Bert Bidirectional Encoder Representations from Transformers
Definition: A model architecture using transformers and self-attention for text representation, bidirectional context processing, and unsupervised training.
BERT: The “Reader” of the AI World
GPT vs. BERT
- GPT (Generative Pre-trained Transformer): Writes text. (Uni-directional: Left-to-Right).
- BERT (Bidirectional Encoder Representations from Transformers): Reads text. (Bi-directional: Looks at the whole sentence at once).
Why BERT is still King in Vibe Coding
You use GPT to write code. You use BERT to search code.

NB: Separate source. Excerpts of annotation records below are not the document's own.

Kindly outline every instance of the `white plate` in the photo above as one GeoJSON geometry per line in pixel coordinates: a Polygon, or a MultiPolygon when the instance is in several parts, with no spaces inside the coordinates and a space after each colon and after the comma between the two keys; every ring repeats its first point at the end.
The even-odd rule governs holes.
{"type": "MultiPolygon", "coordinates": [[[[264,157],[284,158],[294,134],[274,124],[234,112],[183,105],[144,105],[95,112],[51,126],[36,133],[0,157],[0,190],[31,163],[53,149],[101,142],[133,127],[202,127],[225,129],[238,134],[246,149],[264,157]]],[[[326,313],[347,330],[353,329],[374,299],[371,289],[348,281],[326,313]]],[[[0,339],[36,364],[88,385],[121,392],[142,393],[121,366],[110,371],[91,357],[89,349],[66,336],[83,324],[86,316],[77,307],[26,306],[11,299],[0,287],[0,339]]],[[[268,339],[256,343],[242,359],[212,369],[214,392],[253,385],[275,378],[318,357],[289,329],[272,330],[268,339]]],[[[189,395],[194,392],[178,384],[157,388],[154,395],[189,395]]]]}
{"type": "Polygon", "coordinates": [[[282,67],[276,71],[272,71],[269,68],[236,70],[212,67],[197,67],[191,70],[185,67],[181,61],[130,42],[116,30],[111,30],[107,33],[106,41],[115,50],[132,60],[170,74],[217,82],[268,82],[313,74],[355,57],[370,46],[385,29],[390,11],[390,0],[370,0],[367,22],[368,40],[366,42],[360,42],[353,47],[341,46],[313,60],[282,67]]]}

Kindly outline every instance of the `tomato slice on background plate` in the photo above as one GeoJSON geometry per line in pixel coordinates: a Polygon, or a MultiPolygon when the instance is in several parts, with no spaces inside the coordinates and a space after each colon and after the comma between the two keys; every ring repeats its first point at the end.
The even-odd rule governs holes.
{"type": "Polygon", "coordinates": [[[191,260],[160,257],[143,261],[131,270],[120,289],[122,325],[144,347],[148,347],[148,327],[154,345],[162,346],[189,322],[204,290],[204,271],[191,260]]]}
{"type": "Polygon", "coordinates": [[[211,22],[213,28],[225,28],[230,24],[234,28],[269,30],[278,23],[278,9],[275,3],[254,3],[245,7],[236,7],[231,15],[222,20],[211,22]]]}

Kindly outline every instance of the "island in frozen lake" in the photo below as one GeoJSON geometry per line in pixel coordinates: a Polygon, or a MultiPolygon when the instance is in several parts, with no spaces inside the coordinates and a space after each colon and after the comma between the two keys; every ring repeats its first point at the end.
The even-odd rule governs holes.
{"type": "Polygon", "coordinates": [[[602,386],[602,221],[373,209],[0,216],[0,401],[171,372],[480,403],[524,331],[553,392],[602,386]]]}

- Semantic Search: When you type “How do I handle auth?” in Cursor, a BERT-like model (embeddings) scans your 10,000 files to find the relevant chunks. GPT would be too slow and expensive to read all 10,000 files.
The Retrieval Augmented Generation (RAG) Stack
Vibe coding relies on RAG.
- BERT finds the 5 relevant files.
- GPT reads those 5 files and answers your question.
Practical Tip
If your AI assistant is giving bad answers, it’s often a Retrieval Failure (BERT failed), not a Reasoning Failure (GPT failed).
- Fix: Manually “tag” the correct files (
@utils.ts). You are bypassing the BERT step and feeding the context directly to GPT.
Expert Takeaway
Don’t confuse the “Writer” with the “Librarian.” BERT is the librarian who finds the book. GPT is the ghostwriter who reads it and summarizes it. You need both for a good vibe.